I loved all those books. Harriet the Spy, The Westing Game, and The Mixed-Up Files of Mrs. Basil E. Frankweiler stick out in my memory.

And yes, I too had a spiral notebook. It was green, and it went everywhere with me. I think I ate tomato sandwiches for a week, too. :)


I loved the Witch of Blackbird Pond (however, since studying the Puritans the author did take a few liberties and exagerations). I read a lot of Scot-O'Dell books. I really enjoyed historical fiction. I also loved anything by LM. Montgomery (She wrote a lot more than the Anne series). I loved Nancy Drew and the Mandie books (they were Christian mysteries). I also read a lot of classics. My favorite were, The Scarlett Pimpernel, Jane Eyre, Wutering Heights, and anything by Jane Austen.


the pirate's wife

I feel like I'm showing my age here (which would be a ripe old 48). I am too old for Harriet the Spy, etc. The ones I remember the most are the old classics like Hans Brinker (aka The Silver Skates), the Nancy Drew series, and Anne of Green Gables (which may be a particularily Canadian thing). What I remember the most is the sense of independence and confidence from the young women in the Nancy Drew and Anne of Green Gables series. They seemed to have "power" over their circumstances. Along with that, (my father being a Boy Scout leader) I also recall vivid memories of boys' books (ie: Hardy Boys). I guess in the end there was absolutely no chance I would grow up as the epitome of the shy, coy, retiring girl. I never had a prayer...LOL.


I'm so glad to see The Westing Game on your list! I loved that book. I'm going to have to find that again and pass it around to the younger folks I know. So smart. And Harriet the Spy is my favorite book of all time. Bless, Louise Fitzhugh.

M Light

For me, anything by E. Nesbit or Edward Eager, especially Half Magic, was wonderful. I also loved the Narnia books, and Theater Shoes. There were two books, The Shy Stegosaurus of Cricket Creek and the Shy Stegosaurus of Indian Lake that I liked, but have never found again. The same is true for The City Under the Back Steps (she shrinks to the size of the ants).

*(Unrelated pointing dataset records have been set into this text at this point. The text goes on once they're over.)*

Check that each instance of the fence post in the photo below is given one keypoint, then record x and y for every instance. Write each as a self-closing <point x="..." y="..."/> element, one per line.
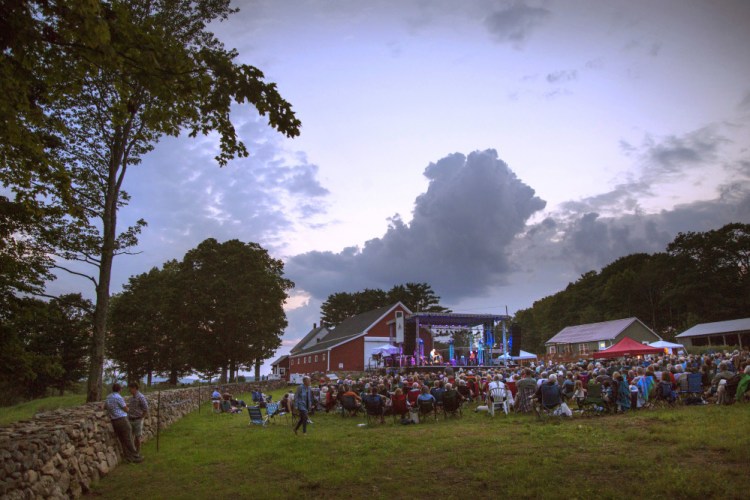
<point x="158" y="418"/>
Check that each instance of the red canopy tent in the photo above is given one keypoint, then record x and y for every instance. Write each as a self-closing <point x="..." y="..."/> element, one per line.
<point x="627" y="347"/>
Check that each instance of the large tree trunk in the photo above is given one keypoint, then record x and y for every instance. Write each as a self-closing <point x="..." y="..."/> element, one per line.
<point x="109" y="231"/>
<point x="96" y="360"/>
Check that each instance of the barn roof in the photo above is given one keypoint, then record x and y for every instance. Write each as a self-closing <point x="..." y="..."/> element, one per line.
<point x="730" y="326"/>
<point x="594" y="332"/>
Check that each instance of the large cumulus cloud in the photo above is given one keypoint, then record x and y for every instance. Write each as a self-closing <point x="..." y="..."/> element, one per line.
<point x="457" y="239"/>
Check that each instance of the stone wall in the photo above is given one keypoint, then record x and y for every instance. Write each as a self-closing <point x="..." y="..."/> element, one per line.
<point x="60" y="454"/>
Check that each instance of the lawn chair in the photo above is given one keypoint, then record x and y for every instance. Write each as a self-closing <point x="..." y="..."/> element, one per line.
<point x="349" y="406"/>
<point x="451" y="404"/>
<point x="256" y="417"/>
<point x="665" y="394"/>
<point x="498" y="399"/>
<point x="273" y="410"/>
<point x="594" y="402"/>
<point x="551" y="402"/>
<point x="374" y="407"/>
<point x="426" y="408"/>
<point x="691" y="389"/>
<point x="399" y="407"/>
<point x="511" y="386"/>
<point x="524" y="400"/>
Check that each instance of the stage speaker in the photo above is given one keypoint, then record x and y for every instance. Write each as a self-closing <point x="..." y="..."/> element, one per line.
<point x="516" y="335"/>
<point x="399" y="327"/>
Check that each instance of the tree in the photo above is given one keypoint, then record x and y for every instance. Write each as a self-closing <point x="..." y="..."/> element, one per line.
<point x="235" y="294"/>
<point x="415" y="296"/>
<point x="43" y="345"/>
<point x="337" y="307"/>
<point x="151" y="68"/>
<point x="418" y="297"/>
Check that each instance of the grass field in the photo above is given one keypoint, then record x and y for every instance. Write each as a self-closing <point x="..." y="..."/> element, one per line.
<point x="10" y="414"/>
<point x="686" y="452"/>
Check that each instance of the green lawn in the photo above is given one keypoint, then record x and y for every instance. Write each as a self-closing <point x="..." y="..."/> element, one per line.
<point x="23" y="411"/>
<point x="684" y="452"/>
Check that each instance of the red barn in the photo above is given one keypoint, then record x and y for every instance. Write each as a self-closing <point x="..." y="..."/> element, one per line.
<point x="280" y="367"/>
<point x="348" y="345"/>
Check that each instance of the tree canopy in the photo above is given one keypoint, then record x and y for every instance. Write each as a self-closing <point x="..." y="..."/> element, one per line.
<point x="89" y="87"/>
<point x="702" y="277"/>
<point x="218" y="310"/>
<point x="416" y="296"/>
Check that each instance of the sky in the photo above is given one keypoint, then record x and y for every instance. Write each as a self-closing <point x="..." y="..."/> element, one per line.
<point x="494" y="149"/>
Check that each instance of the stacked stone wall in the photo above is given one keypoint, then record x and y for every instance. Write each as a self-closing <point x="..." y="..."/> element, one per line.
<point x="60" y="454"/>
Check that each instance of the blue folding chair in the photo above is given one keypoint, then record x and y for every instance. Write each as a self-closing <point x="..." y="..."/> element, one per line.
<point x="256" y="417"/>
<point x="273" y="410"/>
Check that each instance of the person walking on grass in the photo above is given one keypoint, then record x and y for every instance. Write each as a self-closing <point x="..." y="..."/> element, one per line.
<point x="118" y="415"/>
<point x="303" y="402"/>
<point x="137" y="411"/>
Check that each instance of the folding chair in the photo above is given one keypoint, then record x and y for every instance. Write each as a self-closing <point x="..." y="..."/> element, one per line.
<point x="691" y="388"/>
<point x="349" y="406"/>
<point x="374" y="407"/>
<point x="398" y="406"/>
<point x="451" y="404"/>
<point x="524" y="403"/>
<point x="594" y="401"/>
<point x="551" y="403"/>
<point x="664" y="394"/>
<point x="256" y="417"/>
<point x="273" y="410"/>
<point x="425" y="408"/>
<point x="497" y="399"/>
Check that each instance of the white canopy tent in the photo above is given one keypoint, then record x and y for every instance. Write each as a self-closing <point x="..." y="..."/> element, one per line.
<point x="523" y="355"/>
<point x="385" y="350"/>
<point x="670" y="346"/>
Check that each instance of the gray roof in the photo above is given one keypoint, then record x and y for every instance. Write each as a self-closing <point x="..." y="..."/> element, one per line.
<point x="347" y="329"/>
<point x="312" y="333"/>
<point x="731" y="326"/>
<point x="594" y="332"/>
<point x="280" y="360"/>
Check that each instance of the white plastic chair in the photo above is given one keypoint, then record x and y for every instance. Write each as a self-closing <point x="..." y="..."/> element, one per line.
<point x="498" y="399"/>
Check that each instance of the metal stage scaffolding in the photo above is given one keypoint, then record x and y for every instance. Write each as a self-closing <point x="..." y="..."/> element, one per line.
<point x="481" y="326"/>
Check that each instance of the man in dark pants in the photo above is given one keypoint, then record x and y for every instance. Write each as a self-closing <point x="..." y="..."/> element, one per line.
<point x="137" y="411"/>
<point x="303" y="401"/>
<point x="118" y="414"/>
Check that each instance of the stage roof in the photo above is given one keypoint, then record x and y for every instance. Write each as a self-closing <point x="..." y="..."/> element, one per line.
<point x="453" y="319"/>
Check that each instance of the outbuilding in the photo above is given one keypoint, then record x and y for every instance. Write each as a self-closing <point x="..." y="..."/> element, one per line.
<point x="584" y="340"/>
<point x="734" y="332"/>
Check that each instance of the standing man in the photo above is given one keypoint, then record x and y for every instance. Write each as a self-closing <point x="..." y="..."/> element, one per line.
<point x="137" y="411"/>
<point x="118" y="414"/>
<point x="303" y="401"/>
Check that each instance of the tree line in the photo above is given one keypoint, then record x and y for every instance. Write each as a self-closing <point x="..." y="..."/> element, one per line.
<point x="87" y="88"/>
<point x="217" y="311"/>
<point x="418" y="297"/>
<point x="700" y="277"/>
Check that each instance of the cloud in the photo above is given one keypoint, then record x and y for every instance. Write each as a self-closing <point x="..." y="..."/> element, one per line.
<point x="657" y="162"/>
<point x="589" y="241"/>
<point x="462" y="225"/>
<point x="185" y="197"/>
<point x="515" y="24"/>
<point x="562" y="76"/>
<point x="744" y="104"/>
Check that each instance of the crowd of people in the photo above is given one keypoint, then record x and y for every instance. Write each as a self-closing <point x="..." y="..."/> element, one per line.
<point x="609" y="385"/>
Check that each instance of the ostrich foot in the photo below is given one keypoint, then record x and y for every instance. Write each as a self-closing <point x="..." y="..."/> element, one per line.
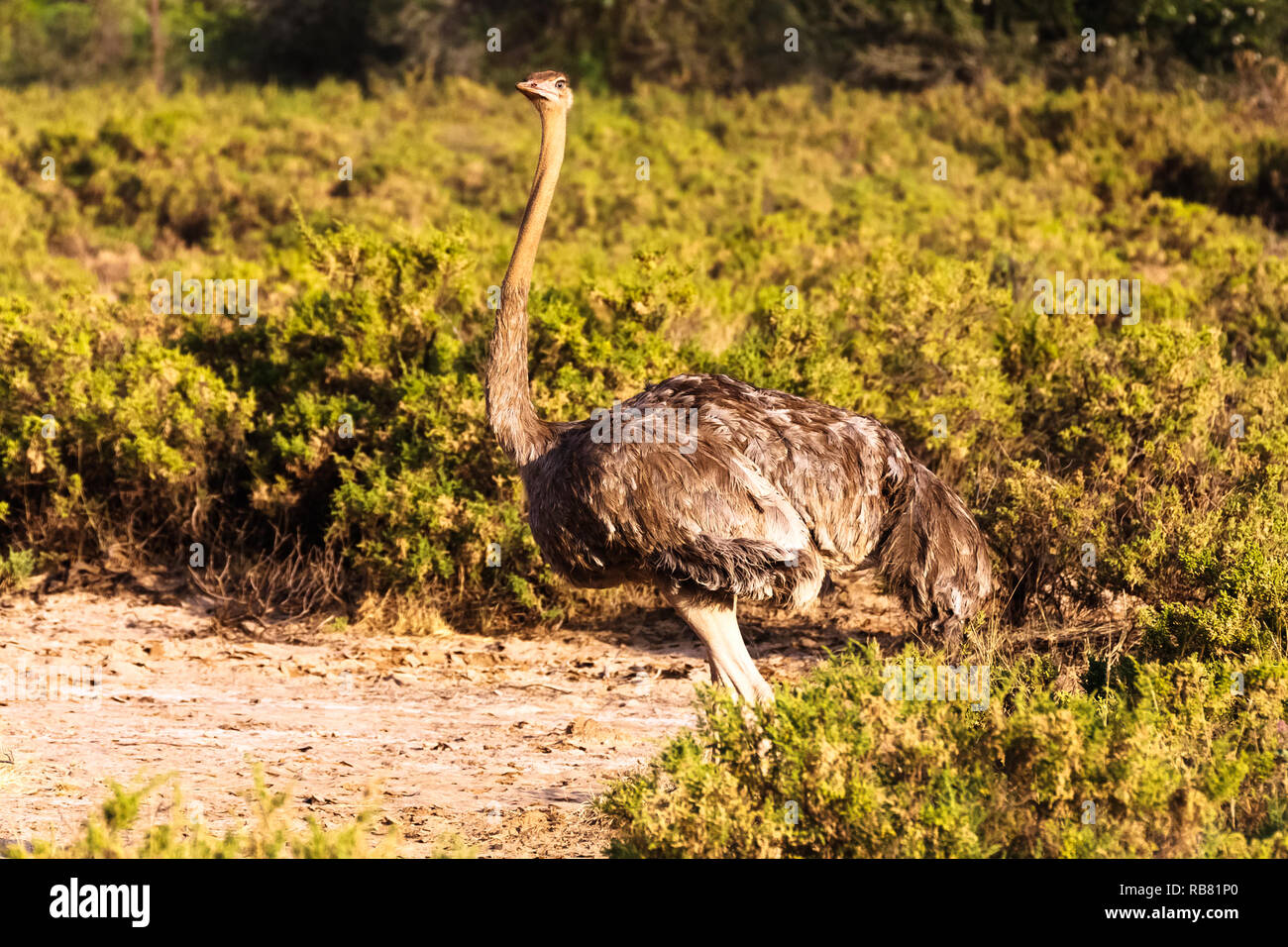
<point x="726" y="654"/>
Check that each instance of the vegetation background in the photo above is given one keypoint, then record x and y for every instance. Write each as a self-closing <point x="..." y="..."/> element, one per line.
<point x="1163" y="445"/>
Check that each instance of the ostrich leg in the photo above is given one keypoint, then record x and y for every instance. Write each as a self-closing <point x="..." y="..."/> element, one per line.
<point x="716" y="624"/>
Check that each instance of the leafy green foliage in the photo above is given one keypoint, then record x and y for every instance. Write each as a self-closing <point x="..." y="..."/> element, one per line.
<point x="1172" y="761"/>
<point x="1159" y="445"/>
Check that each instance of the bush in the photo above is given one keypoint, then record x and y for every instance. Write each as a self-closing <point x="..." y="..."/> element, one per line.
<point x="1172" y="761"/>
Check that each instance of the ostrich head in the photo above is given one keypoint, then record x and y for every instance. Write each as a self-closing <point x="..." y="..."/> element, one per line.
<point x="548" y="90"/>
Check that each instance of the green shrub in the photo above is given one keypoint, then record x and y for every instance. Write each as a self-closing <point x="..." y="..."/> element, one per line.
<point x="1173" y="761"/>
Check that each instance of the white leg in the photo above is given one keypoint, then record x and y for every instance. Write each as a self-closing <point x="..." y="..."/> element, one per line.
<point x="717" y="628"/>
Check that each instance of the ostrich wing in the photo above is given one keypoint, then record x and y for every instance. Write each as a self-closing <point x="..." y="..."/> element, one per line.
<point x="764" y="493"/>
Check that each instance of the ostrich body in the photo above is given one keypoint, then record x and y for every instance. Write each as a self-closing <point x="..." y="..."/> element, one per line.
<point x="759" y="499"/>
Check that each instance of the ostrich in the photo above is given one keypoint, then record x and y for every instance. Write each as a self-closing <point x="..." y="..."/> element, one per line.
<point x="759" y="500"/>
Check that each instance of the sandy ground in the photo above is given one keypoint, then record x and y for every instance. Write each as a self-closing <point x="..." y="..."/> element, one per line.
<point x="501" y="741"/>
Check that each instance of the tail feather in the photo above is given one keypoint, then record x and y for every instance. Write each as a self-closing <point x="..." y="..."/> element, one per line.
<point x="930" y="551"/>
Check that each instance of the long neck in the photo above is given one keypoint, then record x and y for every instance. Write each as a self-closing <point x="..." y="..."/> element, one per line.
<point x="510" y="414"/>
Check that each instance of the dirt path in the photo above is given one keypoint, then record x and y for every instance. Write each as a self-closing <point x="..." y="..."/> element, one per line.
<point x="498" y="740"/>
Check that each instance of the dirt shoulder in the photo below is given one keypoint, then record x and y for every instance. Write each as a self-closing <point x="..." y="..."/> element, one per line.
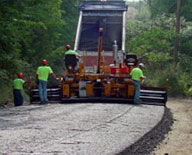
<point x="179" y="140"/>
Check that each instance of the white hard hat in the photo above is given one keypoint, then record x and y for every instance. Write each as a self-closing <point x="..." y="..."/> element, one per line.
<point x="142" y="65"/>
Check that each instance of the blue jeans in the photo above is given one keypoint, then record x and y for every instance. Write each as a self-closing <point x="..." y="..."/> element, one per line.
<point x="137" y="91"/>
<point x="18" y="98"/>
<point x="42" y="86"/>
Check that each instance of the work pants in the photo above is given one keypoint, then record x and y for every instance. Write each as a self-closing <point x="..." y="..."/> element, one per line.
<point x="18" y="98"/>
<point x="42" y="87"/>
<point x="137" y="85"/>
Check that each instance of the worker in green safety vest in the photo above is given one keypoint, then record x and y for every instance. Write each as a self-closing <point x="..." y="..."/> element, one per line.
<point x="71" y="58"/>
<point x="137" y="77"/>
<point x="42" y="77"/>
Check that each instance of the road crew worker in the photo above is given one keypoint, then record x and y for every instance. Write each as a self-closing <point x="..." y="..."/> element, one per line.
<point x="71" y="58"/>
<point x="42" y="77"/>
<point x="137" y="77"/>
<point x="17" y="90"/>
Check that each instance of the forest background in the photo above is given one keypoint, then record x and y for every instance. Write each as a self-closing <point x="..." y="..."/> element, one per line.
<point x="39" y="29"/>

There are so many more good fantasy books for kids now then there were 30 years ago, and I've read a number that my kids have recommended. I particularly enjoyed Dealing With Dragons, by Patricia Wrede; and Archer's Goon by Diana Wynne Jones.

Having kids has given me a reason (or an excuse) to reread some of my favorites. Currently, I'm reading the Narnia Chronicles to my six year old.


I loved Nancy Drew too - I think I read the Ghost of Blackwood Hall about twenty times. I now appreciate what a good influence she had on me! I still collect the Nancy Drew books and re-read them when I need comforting.
Harriet the Spy was the book which made me start writing in notebooks and journals.


Love Carnival of Feminists - I haven't quite got the time to keep up to date with blogs so this is great! Am enjoying your work.

Favourite child hood books include: "Black Cauldron" by Llyod Alexander and "Pollyanna" by I forget who ...

The Happy Feminist

How could I have forgotten Lloyd Alexander?!?!?